A uniform solid sphere of mass \(M\) and radius \(R\) is rolling without sliding along a level plane with a speed \(v=3.00 \mathrm{~m} / \mathrm{s}\) when it encounters a ramp that is at an angle \(\theta=23.0^{\circ}\) above the horizontal. Find the maximum distance that the sphere travels up the ramp in each case: a) The ramp is frictionless, so the sphere continues to rotate with its initial angular speed until it reaches its maximum height. b) The ramp provides enough friction to prevent the sphere from sliding, so both the linear and rotational motion stop (instantaneously).

The turbine and associated rotating parts of a jet engine have a total moment of inertia of \(25 \mathrm{~kg} \mathrm{~m}^{2}\). The turbine is accelerated uniformly from rest to an angular speed of \(150 \mathrm{rad} / \mathrm{s}\) in a time of \(25 \mathrm{~s}\).

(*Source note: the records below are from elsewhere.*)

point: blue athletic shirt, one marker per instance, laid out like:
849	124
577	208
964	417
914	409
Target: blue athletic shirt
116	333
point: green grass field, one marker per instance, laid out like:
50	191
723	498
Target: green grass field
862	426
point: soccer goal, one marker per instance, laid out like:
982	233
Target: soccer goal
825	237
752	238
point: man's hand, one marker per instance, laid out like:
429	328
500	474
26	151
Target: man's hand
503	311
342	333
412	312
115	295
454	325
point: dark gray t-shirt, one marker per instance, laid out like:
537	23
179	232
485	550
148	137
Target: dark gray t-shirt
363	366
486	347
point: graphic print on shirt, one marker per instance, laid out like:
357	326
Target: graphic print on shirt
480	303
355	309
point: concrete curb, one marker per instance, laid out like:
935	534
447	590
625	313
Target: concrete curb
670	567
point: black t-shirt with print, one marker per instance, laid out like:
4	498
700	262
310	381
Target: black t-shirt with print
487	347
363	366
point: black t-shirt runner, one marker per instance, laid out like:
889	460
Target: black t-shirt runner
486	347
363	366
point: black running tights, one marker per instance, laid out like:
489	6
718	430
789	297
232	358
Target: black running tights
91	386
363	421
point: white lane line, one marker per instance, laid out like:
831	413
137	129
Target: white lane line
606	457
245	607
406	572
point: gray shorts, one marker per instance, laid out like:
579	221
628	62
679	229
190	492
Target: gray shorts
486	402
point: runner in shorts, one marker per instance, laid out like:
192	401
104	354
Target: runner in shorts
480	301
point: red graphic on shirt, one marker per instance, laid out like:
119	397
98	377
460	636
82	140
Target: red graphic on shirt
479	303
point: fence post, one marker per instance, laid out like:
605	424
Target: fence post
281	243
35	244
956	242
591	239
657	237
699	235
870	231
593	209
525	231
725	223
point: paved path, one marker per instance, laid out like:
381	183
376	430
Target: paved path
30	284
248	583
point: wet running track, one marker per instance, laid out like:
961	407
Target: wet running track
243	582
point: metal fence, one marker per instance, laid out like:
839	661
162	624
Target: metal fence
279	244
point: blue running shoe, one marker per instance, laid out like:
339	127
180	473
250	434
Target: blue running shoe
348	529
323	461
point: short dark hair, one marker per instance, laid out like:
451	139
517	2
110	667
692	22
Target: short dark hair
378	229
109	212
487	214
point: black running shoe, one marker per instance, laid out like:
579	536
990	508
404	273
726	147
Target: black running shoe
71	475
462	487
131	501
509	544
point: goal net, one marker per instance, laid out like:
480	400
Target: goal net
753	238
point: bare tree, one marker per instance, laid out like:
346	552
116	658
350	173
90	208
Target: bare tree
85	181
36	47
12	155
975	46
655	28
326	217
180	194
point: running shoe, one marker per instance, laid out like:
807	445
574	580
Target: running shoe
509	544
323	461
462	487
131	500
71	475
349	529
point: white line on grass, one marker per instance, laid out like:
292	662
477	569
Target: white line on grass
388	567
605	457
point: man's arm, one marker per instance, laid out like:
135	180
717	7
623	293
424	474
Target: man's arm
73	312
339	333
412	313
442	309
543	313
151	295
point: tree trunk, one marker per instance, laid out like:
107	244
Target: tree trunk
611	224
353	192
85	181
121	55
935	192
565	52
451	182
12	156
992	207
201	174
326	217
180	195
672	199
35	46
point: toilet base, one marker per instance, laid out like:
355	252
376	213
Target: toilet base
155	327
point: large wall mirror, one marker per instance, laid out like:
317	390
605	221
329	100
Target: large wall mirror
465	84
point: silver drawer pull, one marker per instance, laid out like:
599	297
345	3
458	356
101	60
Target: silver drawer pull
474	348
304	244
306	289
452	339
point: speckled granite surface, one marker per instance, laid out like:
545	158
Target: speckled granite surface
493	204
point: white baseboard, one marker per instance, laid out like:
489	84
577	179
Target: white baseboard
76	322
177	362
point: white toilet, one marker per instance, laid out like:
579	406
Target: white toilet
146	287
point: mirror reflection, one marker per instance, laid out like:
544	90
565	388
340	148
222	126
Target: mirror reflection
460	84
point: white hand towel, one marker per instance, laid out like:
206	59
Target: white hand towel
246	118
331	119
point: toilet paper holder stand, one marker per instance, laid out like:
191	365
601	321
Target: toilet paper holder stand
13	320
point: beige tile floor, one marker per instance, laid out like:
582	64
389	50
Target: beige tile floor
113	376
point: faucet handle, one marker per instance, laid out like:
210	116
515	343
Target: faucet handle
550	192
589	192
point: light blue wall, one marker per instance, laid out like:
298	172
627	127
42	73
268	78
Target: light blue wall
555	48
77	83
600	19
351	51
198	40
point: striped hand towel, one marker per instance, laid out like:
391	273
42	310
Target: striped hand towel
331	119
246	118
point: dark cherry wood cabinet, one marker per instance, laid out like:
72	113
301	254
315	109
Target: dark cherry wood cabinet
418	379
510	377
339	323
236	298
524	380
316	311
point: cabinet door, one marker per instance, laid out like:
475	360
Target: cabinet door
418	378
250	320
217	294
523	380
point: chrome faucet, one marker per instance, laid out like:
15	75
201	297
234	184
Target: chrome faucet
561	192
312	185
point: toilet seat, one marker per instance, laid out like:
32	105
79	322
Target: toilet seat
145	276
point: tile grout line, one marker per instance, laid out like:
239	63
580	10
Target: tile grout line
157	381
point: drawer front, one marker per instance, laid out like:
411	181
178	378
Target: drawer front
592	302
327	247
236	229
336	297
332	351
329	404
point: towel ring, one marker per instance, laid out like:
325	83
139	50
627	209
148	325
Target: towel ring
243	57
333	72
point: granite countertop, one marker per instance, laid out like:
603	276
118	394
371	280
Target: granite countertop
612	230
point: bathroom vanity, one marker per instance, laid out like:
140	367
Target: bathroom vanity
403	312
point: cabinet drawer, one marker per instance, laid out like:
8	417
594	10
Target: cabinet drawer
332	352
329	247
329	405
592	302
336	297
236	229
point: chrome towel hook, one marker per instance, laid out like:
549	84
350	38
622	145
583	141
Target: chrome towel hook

Find a) the angular acceleration, b) the net torque required, c) the angle turned through in \(25 \mathrm{~s}\) d) the work done by the net torque, and e) the kinetic energy of the turbine at the end of the \(25 \mathrm{~s}\).

Determine the moment of inertia for three children weighing \(60.0 \mathrm{lb}, 45.0 \mathrm{lb}\) and \(80.0 \mathrm{lb}\) sitting at different points on the edge of a rotating merry-go-round, which has a radius of \(12.0 \mathrm{ft}\).

A figure skater draws her arms in during a final spin. Since angular momentum is conserved, her angular velocity will increase. Is her rotational kinetic energy conserved during this process? If not, where does the extra energy come from or go to?

A thin uniform rod (length \(=1.00 \mathrm{~m},\) mass \(=2.00 \mathrm{~kg})\) is pivoted about a horizontal frictionless pin through one of its ends. The moment of inertia of the rod through this axis is \(\frac{1}{3} m L^{2} .\) The rod is released when it is \(60.0^{\circ}\) below the horizontal. What is the angular acceleration of the rod at the instant it is released?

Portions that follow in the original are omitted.